Learn about the difference between supraventricular tachycardia and sinus tachycardia. There are only slight differences between these arrhythmias.
An arrhythmia is an abnormal heart beat. Two groups of arrhythmia are bradycardia and tachycardia. Bradycardia is a heart rate slower than 60 beats per minute (bpm). Tachycardia is a heart rate faster than 100 bpm. Two forms of tachycardia are sinus tachycardia and supraventricular tachycardia. There is little difference between supraventricular tachycardia and sinus tachycardia. Sometimes sinus tachycardia is even considered a type of supraventricular tachycardia.
Tachycardias affect normal heart function by speeding up the contraction of the heart muscle. This has the potential to cause compromises in blood flow, an increased risk of stroke or sudden cardiac arrest. In most cases, however, sinus and supraventricular tachycardia are not dangerous.
Sinus tachycardia is a normal increase of heart rate to over 100 bpm. It occurs as a result of exercise as well as fever, anxiety, medications, anemia or cardiomyopathy. When a clear cause of the sinus tachycardia exists, it is considered appropriate. Physicians deem sinus tachycardia as inappropriate if there is no discernible reason for the condition.
In sinus tachycardia, the heart beats normally, and blood flow is not changed.
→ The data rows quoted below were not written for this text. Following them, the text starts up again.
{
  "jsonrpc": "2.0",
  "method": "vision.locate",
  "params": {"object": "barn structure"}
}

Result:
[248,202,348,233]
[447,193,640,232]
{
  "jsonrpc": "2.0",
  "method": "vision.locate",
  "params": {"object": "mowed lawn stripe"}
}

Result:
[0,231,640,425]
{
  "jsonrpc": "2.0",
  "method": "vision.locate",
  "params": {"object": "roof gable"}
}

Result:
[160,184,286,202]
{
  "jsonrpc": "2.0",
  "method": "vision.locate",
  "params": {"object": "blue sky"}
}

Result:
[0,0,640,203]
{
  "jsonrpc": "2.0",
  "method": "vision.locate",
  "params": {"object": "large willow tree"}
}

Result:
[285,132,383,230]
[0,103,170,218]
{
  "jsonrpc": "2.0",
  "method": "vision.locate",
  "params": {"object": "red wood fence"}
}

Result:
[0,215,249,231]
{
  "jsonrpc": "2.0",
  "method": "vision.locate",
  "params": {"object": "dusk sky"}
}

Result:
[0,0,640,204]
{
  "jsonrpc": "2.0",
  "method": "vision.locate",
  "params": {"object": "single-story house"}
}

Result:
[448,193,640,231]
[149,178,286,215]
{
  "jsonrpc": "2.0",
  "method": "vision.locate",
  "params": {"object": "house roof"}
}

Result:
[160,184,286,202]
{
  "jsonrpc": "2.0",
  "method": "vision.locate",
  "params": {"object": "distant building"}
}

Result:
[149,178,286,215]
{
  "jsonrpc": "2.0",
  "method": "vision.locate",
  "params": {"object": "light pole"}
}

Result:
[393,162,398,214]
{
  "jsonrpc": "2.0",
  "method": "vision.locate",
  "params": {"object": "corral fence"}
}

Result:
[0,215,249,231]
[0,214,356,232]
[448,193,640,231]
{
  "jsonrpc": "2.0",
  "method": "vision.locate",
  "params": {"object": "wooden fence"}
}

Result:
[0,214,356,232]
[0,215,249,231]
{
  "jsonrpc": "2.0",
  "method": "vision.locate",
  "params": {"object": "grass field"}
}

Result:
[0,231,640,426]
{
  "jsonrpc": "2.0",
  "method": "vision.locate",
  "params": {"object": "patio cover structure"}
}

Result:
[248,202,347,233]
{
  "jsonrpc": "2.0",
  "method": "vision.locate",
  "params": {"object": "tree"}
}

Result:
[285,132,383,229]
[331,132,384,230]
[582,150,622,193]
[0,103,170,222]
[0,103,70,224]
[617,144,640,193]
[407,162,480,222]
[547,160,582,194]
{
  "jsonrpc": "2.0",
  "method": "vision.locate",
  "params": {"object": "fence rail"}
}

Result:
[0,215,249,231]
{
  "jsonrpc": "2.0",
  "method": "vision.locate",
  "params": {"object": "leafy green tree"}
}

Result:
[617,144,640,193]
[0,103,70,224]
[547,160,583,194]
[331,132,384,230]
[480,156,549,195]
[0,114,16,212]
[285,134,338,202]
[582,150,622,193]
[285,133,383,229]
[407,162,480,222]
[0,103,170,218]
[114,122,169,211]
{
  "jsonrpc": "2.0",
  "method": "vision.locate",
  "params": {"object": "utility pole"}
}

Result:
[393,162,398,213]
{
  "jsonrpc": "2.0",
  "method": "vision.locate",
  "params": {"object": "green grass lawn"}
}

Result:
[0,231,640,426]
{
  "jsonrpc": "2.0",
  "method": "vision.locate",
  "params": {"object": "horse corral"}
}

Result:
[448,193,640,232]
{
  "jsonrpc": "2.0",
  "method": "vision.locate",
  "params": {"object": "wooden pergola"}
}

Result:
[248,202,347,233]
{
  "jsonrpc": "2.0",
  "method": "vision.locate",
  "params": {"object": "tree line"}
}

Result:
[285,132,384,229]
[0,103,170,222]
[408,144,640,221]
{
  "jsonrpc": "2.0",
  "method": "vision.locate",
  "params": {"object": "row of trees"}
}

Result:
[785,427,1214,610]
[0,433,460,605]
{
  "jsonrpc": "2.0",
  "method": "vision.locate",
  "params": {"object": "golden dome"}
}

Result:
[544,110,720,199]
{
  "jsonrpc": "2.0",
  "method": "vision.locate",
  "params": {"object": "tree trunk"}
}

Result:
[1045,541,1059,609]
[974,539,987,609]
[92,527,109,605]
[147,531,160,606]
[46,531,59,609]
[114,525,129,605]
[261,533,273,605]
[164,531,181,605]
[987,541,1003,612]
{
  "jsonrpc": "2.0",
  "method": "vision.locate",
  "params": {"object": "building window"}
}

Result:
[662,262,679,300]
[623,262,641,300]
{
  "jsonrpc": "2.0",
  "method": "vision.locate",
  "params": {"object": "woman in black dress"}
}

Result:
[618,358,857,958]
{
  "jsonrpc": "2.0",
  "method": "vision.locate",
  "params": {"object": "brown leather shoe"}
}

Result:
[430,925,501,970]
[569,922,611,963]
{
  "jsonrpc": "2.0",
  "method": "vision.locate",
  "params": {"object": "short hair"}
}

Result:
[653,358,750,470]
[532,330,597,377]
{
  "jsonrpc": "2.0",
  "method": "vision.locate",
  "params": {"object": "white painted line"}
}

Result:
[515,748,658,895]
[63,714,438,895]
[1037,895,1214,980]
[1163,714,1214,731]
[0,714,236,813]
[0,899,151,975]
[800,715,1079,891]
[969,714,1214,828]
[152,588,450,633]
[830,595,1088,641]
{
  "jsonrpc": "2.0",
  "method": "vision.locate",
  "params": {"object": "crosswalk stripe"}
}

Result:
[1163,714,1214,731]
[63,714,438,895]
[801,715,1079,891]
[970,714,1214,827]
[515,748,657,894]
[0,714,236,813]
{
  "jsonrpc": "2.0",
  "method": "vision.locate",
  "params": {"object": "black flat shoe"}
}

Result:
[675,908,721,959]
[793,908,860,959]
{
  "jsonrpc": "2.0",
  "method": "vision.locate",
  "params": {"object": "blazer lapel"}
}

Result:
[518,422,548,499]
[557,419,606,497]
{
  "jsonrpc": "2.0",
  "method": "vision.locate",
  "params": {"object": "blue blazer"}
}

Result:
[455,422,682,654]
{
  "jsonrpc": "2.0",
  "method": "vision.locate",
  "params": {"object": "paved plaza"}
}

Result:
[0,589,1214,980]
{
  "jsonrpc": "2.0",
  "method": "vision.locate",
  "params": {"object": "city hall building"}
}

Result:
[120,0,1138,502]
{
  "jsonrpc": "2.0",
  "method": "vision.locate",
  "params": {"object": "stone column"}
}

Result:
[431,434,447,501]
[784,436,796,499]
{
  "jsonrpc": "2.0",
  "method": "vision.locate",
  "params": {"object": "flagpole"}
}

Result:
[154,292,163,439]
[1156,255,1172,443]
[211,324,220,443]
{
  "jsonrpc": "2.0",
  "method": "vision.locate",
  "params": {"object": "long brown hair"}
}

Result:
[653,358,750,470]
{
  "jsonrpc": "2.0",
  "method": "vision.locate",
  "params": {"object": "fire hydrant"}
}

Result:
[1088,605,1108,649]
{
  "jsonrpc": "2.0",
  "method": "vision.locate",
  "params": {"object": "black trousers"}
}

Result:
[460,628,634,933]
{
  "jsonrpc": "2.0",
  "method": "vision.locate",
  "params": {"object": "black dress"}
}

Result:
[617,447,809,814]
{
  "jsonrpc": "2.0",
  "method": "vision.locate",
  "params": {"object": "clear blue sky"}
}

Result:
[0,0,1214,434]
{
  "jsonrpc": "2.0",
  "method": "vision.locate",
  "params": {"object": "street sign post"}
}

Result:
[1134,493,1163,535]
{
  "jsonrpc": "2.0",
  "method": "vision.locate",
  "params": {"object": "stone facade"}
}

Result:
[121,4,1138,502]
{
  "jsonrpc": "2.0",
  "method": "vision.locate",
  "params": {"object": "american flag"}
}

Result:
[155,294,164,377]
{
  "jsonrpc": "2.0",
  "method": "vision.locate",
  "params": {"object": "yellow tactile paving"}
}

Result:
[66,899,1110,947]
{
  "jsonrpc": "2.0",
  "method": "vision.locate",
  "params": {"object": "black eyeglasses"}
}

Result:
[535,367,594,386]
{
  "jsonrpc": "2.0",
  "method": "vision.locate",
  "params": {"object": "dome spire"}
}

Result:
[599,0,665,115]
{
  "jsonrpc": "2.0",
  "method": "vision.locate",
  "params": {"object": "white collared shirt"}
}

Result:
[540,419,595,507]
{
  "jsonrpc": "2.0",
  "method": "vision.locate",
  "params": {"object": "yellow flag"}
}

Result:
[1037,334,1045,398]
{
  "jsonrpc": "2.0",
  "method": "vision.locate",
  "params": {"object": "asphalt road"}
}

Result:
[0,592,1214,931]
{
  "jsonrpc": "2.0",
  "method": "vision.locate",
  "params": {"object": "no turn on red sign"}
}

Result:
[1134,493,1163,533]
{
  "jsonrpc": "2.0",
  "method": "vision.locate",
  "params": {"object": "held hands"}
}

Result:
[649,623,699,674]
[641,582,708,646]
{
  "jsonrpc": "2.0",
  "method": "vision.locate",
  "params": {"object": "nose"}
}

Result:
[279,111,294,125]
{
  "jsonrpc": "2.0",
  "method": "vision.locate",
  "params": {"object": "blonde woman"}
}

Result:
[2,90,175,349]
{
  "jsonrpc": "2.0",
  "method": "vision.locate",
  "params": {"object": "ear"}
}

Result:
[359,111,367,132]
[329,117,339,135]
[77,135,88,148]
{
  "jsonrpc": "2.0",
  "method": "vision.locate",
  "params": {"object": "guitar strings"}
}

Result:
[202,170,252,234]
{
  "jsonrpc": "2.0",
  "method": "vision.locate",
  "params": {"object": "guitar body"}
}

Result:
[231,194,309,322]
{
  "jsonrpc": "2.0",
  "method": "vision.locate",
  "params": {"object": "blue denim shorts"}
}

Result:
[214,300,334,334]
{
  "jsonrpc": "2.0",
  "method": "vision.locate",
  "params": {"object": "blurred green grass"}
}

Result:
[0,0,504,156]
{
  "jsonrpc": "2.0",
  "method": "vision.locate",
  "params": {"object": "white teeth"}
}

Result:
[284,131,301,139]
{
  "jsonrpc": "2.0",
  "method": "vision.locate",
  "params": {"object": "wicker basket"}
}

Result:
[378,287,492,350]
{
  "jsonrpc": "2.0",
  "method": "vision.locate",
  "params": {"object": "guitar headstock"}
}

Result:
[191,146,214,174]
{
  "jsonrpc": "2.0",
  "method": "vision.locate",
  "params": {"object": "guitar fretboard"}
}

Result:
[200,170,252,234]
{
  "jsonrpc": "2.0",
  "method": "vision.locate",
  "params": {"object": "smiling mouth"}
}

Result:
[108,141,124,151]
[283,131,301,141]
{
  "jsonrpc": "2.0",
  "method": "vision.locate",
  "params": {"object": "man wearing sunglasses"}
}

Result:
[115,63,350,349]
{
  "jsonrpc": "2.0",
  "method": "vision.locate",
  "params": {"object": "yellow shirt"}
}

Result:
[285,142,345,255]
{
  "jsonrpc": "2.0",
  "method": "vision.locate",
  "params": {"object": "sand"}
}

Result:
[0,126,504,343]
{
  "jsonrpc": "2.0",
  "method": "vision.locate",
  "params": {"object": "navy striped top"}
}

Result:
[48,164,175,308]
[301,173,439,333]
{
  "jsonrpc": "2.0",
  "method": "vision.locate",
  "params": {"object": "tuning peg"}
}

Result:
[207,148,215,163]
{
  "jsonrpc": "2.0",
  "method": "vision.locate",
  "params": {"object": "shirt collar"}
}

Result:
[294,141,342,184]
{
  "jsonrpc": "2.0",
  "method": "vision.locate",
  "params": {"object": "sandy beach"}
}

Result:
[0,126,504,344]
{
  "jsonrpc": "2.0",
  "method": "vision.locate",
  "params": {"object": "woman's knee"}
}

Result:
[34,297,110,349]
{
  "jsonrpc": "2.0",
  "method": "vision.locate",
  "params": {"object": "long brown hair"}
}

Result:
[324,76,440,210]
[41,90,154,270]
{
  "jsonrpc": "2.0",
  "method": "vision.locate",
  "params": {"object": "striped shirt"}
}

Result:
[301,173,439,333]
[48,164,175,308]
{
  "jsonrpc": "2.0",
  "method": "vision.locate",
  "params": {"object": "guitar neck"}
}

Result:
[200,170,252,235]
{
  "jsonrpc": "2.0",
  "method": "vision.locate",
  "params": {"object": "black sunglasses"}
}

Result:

The electrical impulses controlling the heart beat fire correctly and automatically from the sino-atrial (SA) node, the heart's pacemaker. Symptoms can include dizziness, fatigue, shortness of breath (SOB) and sweating. Doctors can diagnose sinus tachycardia by having patients wear a Holter monitor or event monitor outside a hospital. Within a medical setting, doctors generally use an electrocardiogram (EKG or ECG).
Supraventricular tachycardia (SVT) is an abnormally fast heart rate of over 100 bpm, sometimes reaching upwards of 300 bpm. This arrhythmia begins in the electrical conduction system inside the atria of the heart. The onset of SVT can be immediate, and it can last for minutes or hours with cessation as quick as its beginning. Often, patients can not readily identify a trigger for the arrhythmia. The excessive rate of beating keeps the chambers of the heart from adequately filling between contractions, and the body does not receive sufficient blood flow. Symptoms are similar to those of sinus tachycardia and include dizziness, palpitations, chest pain and SOB. Doctors usually diagnose SVT using an EKG, or by having the patient wear a Holter monitor or an event monitor outside the hospital setting.
With SVT, impulses in the atria fire rapidly and cause interference with the SA node. But in sinus tachycardia, the heart is functioning normally; only the SA node is firing at a higher than normal rate. Also SVTs can originate from several different spots within the atria. The cause for the overlapping impulse conduction in SVTs is not entirely elucidated and differs from patient to patient. Blood flow is usually not interrupted in sinus tachycardia, except in extreme cases, but can be disrupted as a result of SVT.